Always keep three of your limbs in contact with the walls while applying pressure and shift the fourth limb upward.
Remember, you are literally standing on the wall faces, so this straight walk up mountain will occur predominantly at your feet as your hands palm the wall surfaces to hold your weight and keep you balanced.
The second move is: not sticking to the theory
The rocks are not a math problem. You need to think at the moment and find the best possible way to ascend rocks with opposing faces. Stemming is ideally the best option to cross a chimney or dihedral but a narrower chimney will be better crossed by chimneying.
So pitch your back against one wall and your feet against another, then use your feet to balance and shift upward by using your back’s friction against the wall.

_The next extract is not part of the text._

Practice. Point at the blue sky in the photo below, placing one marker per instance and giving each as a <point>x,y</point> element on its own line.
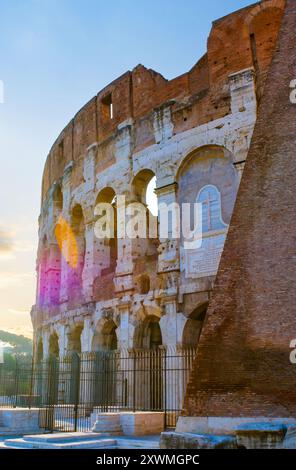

In a wider chimney or situation, you might better put both your hands against one rock and both your feet against another and ascend as a horizontal bridge.
Your hands do not have to stick to palming the rock front. Hold cracks, stick to seams, use everything that works best to guide you up.
Don’t budge. Climbing rocks requires abundant will power.
Workout
This climb requires excellent core strength and the ability to tense all the muscles of the arms, hands, legs, and feet. Other techniques do not employ glutes, calves, and triceps as much as stemming.
Don’t forget to rest
Whenever you get an opportunity, shake out a free leg or an arm. Stemming for a few leaps will not expense much energy. But stemming upward for a long time can drain your stamina and fatigue your muscles working hard to stay tense and put.
Not lifting your heels will decrease the pressure on your calves. Remember, you need to get that blood flowing. Don’t tax your muscles. As soon as you find a ledge, or a position to stand on with one foot, or by pressing against with a shoulder, shake that leg and get it pumped before working it out again.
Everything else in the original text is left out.